Un modello che spicca nelle pro­po­ste di Brown è quello della «lea­der­ship tra­sfor­ma­zio­nale». Con ciò egli si rife­ri­sce a quel tipo di lea­der­ship in grado di ope­rare un vero e pro­prio cam­bia­mento di sistema, poli­tico o eco­no­mico, sia per il pro­prio paese che, in casi più rari, per il con­te­sto inter­na­zio­nale. L’importante è che que­sto cam­bia­mento non sia vio­lento, come nel caso della lea­der­ship rivo­lu­zio­na­ria, sulla quale l’autore è più scet­tico. I casi pre­sen­tati come para­dig­ma­tici della lea­der­ship tra­sfor­ma­zio­nale sono quello di de Gaulle in Fran­cia, quello di Suá­rez nella Spa­gna post­fran­chi­sta, quello di Gor­ba­chev in Urss, quello di Deng Xiao­ping in Cina e quello di Nel­son Man­dela in Suda­frica. Pur con le varie dif­fe­renze, anche nei casi di lea­der tra­sfor­ma­zio­nali non bastano le qua­lità per­so­nali a spie­gare tutto. Cia­scuno di que­sti lea­der presi in esami si distin­gue, ovvia­mente, per aver messo in rilievo nei pro­cessi di muta­mento alcune carat­te­ri­sti­che per­so­nali più di altre, ma molto è dipeso dalle deter­mi­nate cir­co­stanze che hanno influito sugli esiti della loro azione.

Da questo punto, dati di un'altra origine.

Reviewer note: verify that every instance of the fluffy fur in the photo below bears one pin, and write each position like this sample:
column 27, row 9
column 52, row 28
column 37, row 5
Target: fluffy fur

Il modello di lea­der­ship di mag­gior suc­cesso, sostiene Brown, è quello del lea­der «debole» cioè colui il quale media con i suoi col­le­ghi, si con­sulta, ha un atteg­gia­mento aperto e valo­rizza il più pos­si­bile il plu­ra­li­smo. Un modello per­fet­ta­mente demo­cra­tico visto che la lea­der­ship forte è tipica dei regimi auto­ri­tari i cui casi citati, cioè Mus­so­lini, Hitler e Sta­lin, «sono l’apoteosi dell’illusione che ciò di cui l’umanità ha biso­gno sia un lea­der forte».
Il recu­pero di una dimen­sione col­le­giale è auspi­ca­bile, per Brown, non solo nelle sedi isti­tu­zio­nali ma anche nei par­titi che, più che pun­tare sui lea­der, dovreb­bero costruire con­senso su idee, valori e pro­grammi. Al con­tra­rio «i lea­der che cre­dono di avere un diritto per­so­nale a domi­nare il pro­cesso deci­sio­nale in diversi set­tori della poli­tica e che cer­cano di eser­ci­tare tale pre­ro­ga­tiva fanno un cat­tivo ser­vi­zio sia al buon governo che alla demo­cra­zia. Essi non meri­tano seguaci, ma critici».
Una lezione che qui in Ita­lia fati­chiamo a fare nostra.